The FSA aims to help commercial banks reshape their business models and contribute to recovery in the coronavirus-hit Japanese economy and regional revitalization through full-fledged deregulation, the sources told Jiji Press.
A working group of the Financial System Council, which advises Prime Minister Yoshihide Suga, is set to come up with a draft report including the eased regulations by the end of this month.
The deregulation has approval for banks' foray into the advertising market as its main pillar.
Specifically, the FSA, at megabank groups' strong request, will allow banks to use information on their users' account activities and credit card histories so they can sell companies space on their websites for advertisements targeting specific age groups, genders and purchasing habits.
The financial industry regulator will also give the go-ahead for banks selling information and technology systems they developed on their own to regional banks, running staffing services and acquiring full stakes in unlisted regional revitalization firms.
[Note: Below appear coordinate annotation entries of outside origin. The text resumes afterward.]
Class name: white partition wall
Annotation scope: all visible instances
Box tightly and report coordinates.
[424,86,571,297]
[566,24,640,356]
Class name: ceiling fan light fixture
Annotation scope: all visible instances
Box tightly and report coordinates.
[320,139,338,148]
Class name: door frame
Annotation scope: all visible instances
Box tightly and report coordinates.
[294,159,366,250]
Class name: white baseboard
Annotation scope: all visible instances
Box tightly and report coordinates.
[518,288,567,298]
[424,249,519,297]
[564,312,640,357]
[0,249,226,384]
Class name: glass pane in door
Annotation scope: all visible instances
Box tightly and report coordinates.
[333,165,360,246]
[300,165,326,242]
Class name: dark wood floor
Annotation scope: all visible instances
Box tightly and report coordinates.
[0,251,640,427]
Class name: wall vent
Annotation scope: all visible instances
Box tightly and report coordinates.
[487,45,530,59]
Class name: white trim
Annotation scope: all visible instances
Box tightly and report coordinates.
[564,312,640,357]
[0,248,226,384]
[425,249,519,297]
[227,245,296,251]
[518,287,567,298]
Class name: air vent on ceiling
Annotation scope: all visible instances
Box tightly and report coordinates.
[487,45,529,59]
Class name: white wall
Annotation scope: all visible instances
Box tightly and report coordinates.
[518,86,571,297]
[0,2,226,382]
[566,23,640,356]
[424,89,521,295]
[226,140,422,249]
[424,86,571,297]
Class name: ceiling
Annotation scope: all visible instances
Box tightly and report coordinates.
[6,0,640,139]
The country's banking law imposes strict restrictions on the business scope so as not to put bank customers' money at risk.
But competition is heating up in the banking industry, with fintech services booming and nonfinancial institutions starting cashless payment services. Also, banks are suffering from the extremely low interest rate environment created by the Bank of Japan's prolonged massive easing policy.
Under these circumstances, the FSA sees the need for banks to promote digitalization quickly and strengthen their business bases.